Valerie Layrol, Operations Advisor World Bank Sri Lanka and the Maldives Colombo addressing a roundtable discussion on Women's Accessibility on Thursday said Sri Lankan women, especially younger ones do not sufficiently acquire marketable skills, face higher unemployment rates and can expect to receive lower wages than men.
According to a new report from the World Bank, Getting to Work: Unlocking Women's Potential in Sri Lanka's Labor Force, Sri Lanka lags behind in women's participation in the workforce, especially compared to other middle-income countries and despite steady economic growth, the number of women participating in Sri Lanka's workforce has declined to 36 percent in 2016 from 41 percent in 2010.
The World Bank representative noted that there is a large degree of harassment of women on public transport in Sri Lanka and it is limiting women's mobility, participation in public life and overall well-being.

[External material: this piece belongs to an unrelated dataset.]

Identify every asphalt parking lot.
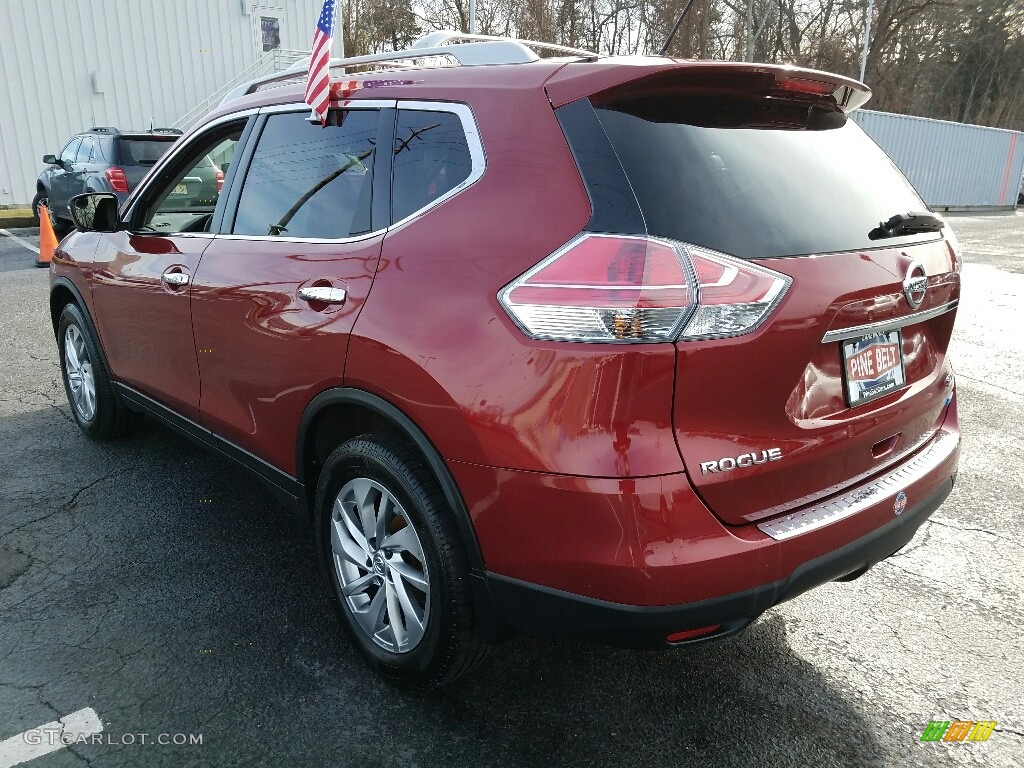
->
[0,211,1024,768]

According to the findings of a UNFPA study, over 90 percent of women have experienced harassment but just 4 percent of women have sought help from the Police. This study initiated in 2015, covered the whole country with 2,500 respondents included in the survey. Findings indicate a wide range of mistreatment on public transport including leering, verbal abuse and unwelcome advances. The majority of harassment was physical.
Layrol pointed out that Women in low income groups of Sri Lanka rely heavily on public transport and there is clear evidence that harassment and the threat of harassment are limiting women's mobility, participation in public life and overall well-being and removing these barriers to women's paid work will encourage more Sri Lankan women to participate in the workforce.
Among many recommendations, safe childcare and transportation and implementing gender equal labor laws and practices are policy recommendations of the UNFPA study.
The roundtable discussion brought urban, social and transport sectors together with representatives from the government, civil society, private sector and donors working on initiatives to improve women's accessibility in the metro Colombo region.
The collaborative conversation aimed to exchange knowledge on the issue and identify gaps, share ideas based on experiences, especially initiatives led by the private sector and also identify 'quick wins' and small scale opportunities that could kick-start improvements to women's accessibility and public transport experiences in the short term and also identify long term changes that would improve the livability of metro Colombo region for both women and men.
"I believe all of us working in Sri Lanka are accountable to help expand women's options for productive, safe and fairly compensated work which in turn would benefit her family and also the country," the World Bank official said.